Infelizmente, o arranjo institucional em que se inseriu o BC manteve, a rigor, grande parte dos defeitos anteriores. A relação incestuosa entre o BC, o BB e o Tesouro Nacional consagrava a “conta de movimento”, pela qual o BB se supria de recursos ilimitados no BC, ao passo que este, ao exercer funções de fomento, financiava indiretamente a agricultura, a agroindústria e as exportações, possuindo equipes de análise de projetos à moda do BNDES.
Havia o Orçamento Monetário (OM), para onde fluíam receitas tributárias como as do IOF e receitas oriundas das áreas do café e do açúcar, bem como as despesas de subsídios ao crédito e outros. Os orçamentos da Comissão de Valores Mobiliários (CVM), do Instituto Brasileiro do Café (IBC) e do Instituto do Açúcar e do Álcool (IAA) integravam o OM e não o Orçamento da União. Este era executado por departamentos do BC e do BB.

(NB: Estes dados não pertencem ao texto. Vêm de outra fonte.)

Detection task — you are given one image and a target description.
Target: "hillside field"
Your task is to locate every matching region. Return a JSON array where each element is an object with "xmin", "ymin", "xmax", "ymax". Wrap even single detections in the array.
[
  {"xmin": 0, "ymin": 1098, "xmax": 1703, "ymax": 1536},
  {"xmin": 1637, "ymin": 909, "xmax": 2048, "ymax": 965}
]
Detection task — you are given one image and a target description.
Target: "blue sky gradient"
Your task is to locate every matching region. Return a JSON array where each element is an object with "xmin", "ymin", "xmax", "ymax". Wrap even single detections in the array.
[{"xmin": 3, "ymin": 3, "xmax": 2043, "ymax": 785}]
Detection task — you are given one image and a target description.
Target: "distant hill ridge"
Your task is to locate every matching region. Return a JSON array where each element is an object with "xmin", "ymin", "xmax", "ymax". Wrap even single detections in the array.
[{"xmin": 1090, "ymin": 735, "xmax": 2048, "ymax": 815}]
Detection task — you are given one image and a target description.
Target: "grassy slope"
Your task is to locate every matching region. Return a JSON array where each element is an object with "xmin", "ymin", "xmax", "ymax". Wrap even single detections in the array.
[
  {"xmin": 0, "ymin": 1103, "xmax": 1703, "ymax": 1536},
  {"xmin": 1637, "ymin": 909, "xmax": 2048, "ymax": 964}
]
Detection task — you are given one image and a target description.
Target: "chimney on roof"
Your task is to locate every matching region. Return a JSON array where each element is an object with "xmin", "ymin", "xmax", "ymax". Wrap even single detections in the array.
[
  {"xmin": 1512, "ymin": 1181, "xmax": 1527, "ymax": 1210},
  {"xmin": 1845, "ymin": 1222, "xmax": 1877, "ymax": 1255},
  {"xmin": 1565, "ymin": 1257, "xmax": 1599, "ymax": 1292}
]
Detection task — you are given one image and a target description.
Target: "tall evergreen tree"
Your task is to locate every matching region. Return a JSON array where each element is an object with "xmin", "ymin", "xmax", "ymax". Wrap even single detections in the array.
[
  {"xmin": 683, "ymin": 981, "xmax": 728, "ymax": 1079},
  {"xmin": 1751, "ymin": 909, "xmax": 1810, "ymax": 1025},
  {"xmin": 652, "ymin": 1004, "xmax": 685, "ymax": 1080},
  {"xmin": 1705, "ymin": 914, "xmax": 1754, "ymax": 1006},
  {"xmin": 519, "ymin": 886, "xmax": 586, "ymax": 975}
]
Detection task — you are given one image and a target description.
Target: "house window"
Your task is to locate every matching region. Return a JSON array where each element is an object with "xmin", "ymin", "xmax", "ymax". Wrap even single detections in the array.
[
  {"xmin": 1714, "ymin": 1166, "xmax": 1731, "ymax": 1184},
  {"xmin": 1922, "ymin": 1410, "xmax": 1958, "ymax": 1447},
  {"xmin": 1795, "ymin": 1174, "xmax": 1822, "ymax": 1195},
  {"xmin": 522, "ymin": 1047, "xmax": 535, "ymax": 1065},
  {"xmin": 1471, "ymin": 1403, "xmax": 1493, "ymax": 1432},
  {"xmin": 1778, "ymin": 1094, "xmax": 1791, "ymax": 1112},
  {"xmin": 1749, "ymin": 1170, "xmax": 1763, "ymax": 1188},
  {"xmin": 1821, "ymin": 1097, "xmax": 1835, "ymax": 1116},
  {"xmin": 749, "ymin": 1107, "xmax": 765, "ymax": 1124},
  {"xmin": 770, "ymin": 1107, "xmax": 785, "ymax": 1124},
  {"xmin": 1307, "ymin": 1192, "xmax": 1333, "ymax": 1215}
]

Com base em estudos realizados entre 1983 e 1984, várias reformas puseram fim a esse atraso institucional. Foram extintos a “conta de movimento”, as funções de fomento do BC e o OM (1986-1988). Criou-se a Secretaria do Tesouro Nacional (1986). Os orçamentos foram unificados.
Dedicado exclusivamente a assegurar a estabilidade da moeda e do sistema financeiro, o BC evoluiu. Reformulou seus quadros de pessoal e se preparou para ser autoridade monetária clássica. Enquanto isso, os custos do processo hiperinflacionário propiciaram o fim da leniência da sociedade com a inflação. Virou intolerância. O êxito do Plano Real (1994) consolidou a nova realidade. No mesmo ano, pela primeira vez, a estabilidade dos preços viabilizou a eleição de um presidente da República, a de Fernando Henrique Cardoso.
Novas reformas consolidaram o papel do BC na economia brasileira: a criação do Comitê de Política Monetária (Copom, 1996), bem como os regimes de câmbio flutuante e de metas para a inflação (1998). Surgiu o tripé macroeconômico (metas para a inflação, câmbio flutuante e austeridade fiscal). A institucionalização do processo de decisão sobre a taxa básica do BC (a Selic) foi seguida pela criação do sistema Focus – em que bancos e consultorias informam suas projeções para indicadores macroeconômicos e se reúnem periodicamente com o BC para discutir a conjuntura. A transparência na atuação do BC o habilitou a bem coordenar as expectativas dos agentes econômicos, fundamental para o êxito do regime de metas para a inflação.
Fruto dessas transformações, o BC granjeou prestígio inédito no País e no exterior. A provável aprovação de sua autonomia pode trazer uma novidade: a responsabilidade de suavizar as flutuações do nível de atividade econômica e promover o emprego. Essa atribuição, presente em muitos bancos centrais, já se inseria na atuação do BC. Com a introdução da regra do “balanço de riscos” (2015), o Copom se preocupa tanto em atingir a meta para a inflação quanto em identificar os efeitos da política monetária sobre a atividade econômica e o emprego. A aprovação da autonomia operacional do BC será o coroamento desse longo processo de quase seis décadas – quase uma saga –, a qual assegurou a ampliação da potência da política monetária. Esta, impulsionada pelo teto de gastos (2016), resultou na queda histórica da Selic para o nível atual de 2% com estabilidade de preços. Aqui vamos chegar. É para comemorar.